Doug Binks - 05 Sep 2015
This is the second in a series of articles detailing the inner workings and evolution of the permissively open source multithreading task scheduler enkiTS for C and C++ (including C++ 11). In the first article of this series I covered the external interfaces and their implementation. This post will cover the task threading function, running tasks, and waiting for tasks.
Figure 1: Screenshot of Avoyd being profiled with microprofile and ImGui integration available in enkiTSExamples. Solid bars above named tasks show when threads are active - the wait functionality allows the core to idle or other threads to run.
The task scheduler creates several threads, by default the number of cores minus one (to account for the main thread), each of which runs a static member function TaskScheduler::TaskingThreadFunction.
THREADFUNC_DECL TaskScheduler::TaskingThreadFunction( void* pArgs ) { ThreadArgs args = *(ThreadArgs*)pArgs; uint32_t threadNum = args.threadNum; TaskScheduler* pTS = args.pTaskScheduler; gtl_threadNum = threadNum; AtomicAdd( &pTS->m_NumThreadsActive, 1 ); SafeCallback( pTS->m_ProfilerCallbacks.threadStart, threadNum );
The task function starts by unpacking its arguments - the thread number and a pointer to the task scheduler. The thread number is stored in gtl_threadNum is a thread local global variable. Storing the thread number in a thread local variable allows user functions to call the task scheduler without needing to pass it in, which cuts down on sources of errors and simplifies the interface.

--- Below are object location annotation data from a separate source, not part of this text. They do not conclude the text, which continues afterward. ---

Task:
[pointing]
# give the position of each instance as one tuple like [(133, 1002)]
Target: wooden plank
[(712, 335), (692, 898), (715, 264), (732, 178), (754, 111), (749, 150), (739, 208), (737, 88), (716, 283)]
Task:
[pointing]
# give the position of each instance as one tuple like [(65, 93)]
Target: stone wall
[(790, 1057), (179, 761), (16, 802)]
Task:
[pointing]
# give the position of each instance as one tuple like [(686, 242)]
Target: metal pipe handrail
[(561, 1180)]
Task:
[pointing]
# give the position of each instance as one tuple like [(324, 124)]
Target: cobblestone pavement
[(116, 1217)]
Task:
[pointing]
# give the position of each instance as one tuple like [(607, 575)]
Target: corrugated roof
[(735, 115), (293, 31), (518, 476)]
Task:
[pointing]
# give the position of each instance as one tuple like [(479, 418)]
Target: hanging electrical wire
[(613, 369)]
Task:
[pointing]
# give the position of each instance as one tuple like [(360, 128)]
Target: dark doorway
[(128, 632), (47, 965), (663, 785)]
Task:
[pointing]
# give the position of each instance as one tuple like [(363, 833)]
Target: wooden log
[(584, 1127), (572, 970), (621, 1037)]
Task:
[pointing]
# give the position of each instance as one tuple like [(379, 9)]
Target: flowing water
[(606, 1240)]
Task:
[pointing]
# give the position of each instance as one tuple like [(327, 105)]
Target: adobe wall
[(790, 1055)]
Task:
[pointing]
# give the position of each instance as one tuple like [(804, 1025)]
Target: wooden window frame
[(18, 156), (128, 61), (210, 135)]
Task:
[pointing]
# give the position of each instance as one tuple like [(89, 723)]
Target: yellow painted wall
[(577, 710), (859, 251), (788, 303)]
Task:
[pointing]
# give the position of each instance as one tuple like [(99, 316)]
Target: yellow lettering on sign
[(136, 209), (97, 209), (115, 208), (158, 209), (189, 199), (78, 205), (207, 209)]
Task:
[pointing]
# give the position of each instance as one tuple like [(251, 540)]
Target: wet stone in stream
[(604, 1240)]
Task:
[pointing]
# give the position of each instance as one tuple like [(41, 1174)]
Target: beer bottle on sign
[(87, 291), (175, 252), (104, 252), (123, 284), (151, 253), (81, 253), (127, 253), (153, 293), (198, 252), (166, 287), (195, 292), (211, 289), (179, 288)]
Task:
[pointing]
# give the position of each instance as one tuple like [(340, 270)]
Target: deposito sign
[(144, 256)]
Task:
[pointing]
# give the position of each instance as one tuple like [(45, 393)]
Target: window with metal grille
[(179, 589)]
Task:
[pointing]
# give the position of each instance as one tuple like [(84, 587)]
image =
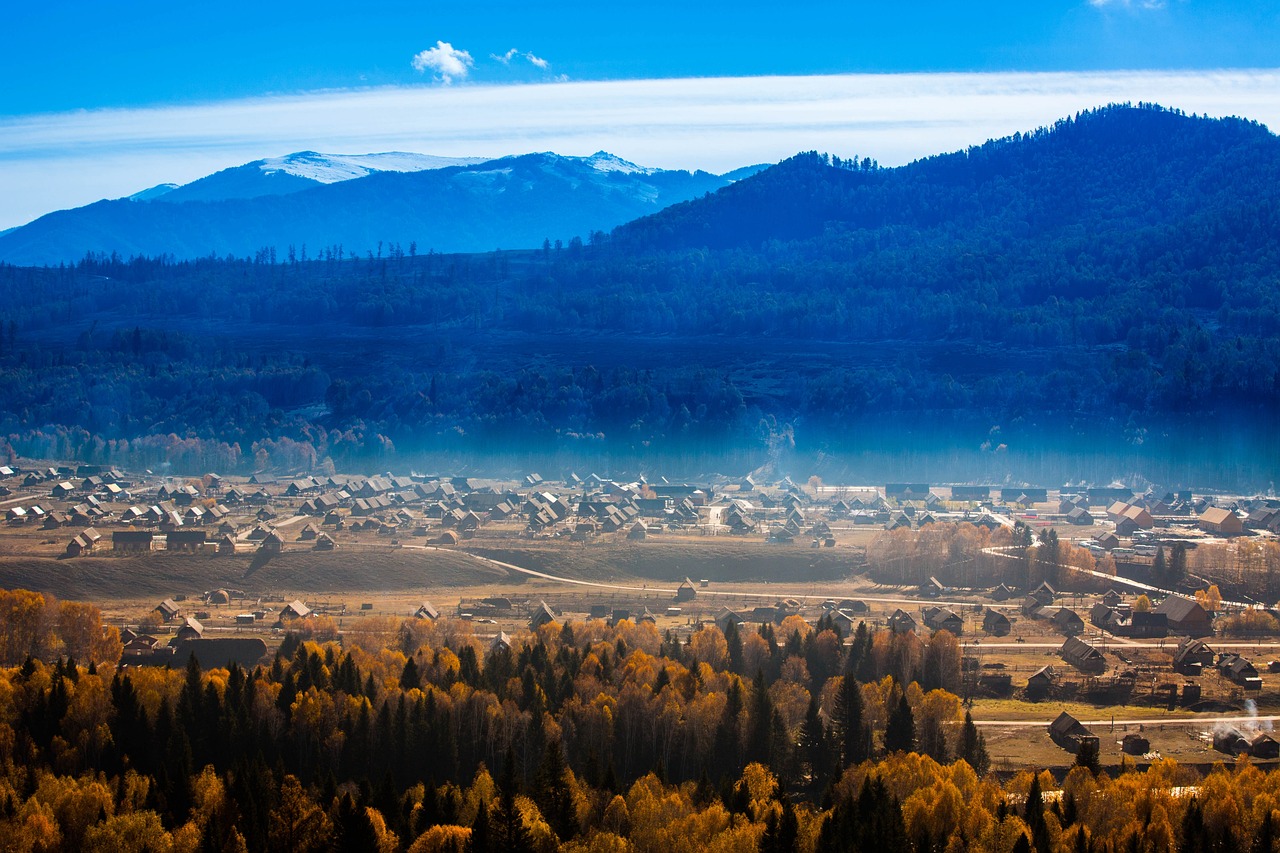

I then atomically increment the number of threads active count and call any user provided profiler callback to let user code know a thread has been created.
uint32_t spinCount = 0; uint32_t hintPipeToCheck_io = threadNum + 1; // does not need to be clamped. while( pTS->m_bRunning ) { if( !pTS->TryRunTask( threadNum, hintPipeToCheck_io ) ) { // no tasks, will spin then wait ++spinCount; if( spinCount > SPIN_COUNT ) { pTS->WaitForTasks( threadNum ); } } else { spinCount = 0; } }
The main action of the task thread function is to call TryRunTask in a loop, and if none are available call WaitForTasks. Both of these functions are described below.
I first initialize a spin count, and a hint index which will be described later. Then I loop until the task scheduler sets a running boolean variable to false - this is declared as volatile so the compiler knows not to optimize the read from memory out of the loop (an std::atomic type is used in the C++11 branch for the same purpose). Note that the exact order of the memory read with respect to others isn't critical here, as I just want to be able to exit the loop at some point.
Next I call TryRunTask. This function needs the current thread number and a hint for which pipe should be checked (as an in-out non const reference). TryRunTask will return true if it was able to find and run a task, false if not. If no task is found I increment a spin counter, otherwise I set the spin counter to zero. If I've passed the SPIN_COUNT limit without any task having run, I call WaitForTasks to prevent unneeded spinning in this loop.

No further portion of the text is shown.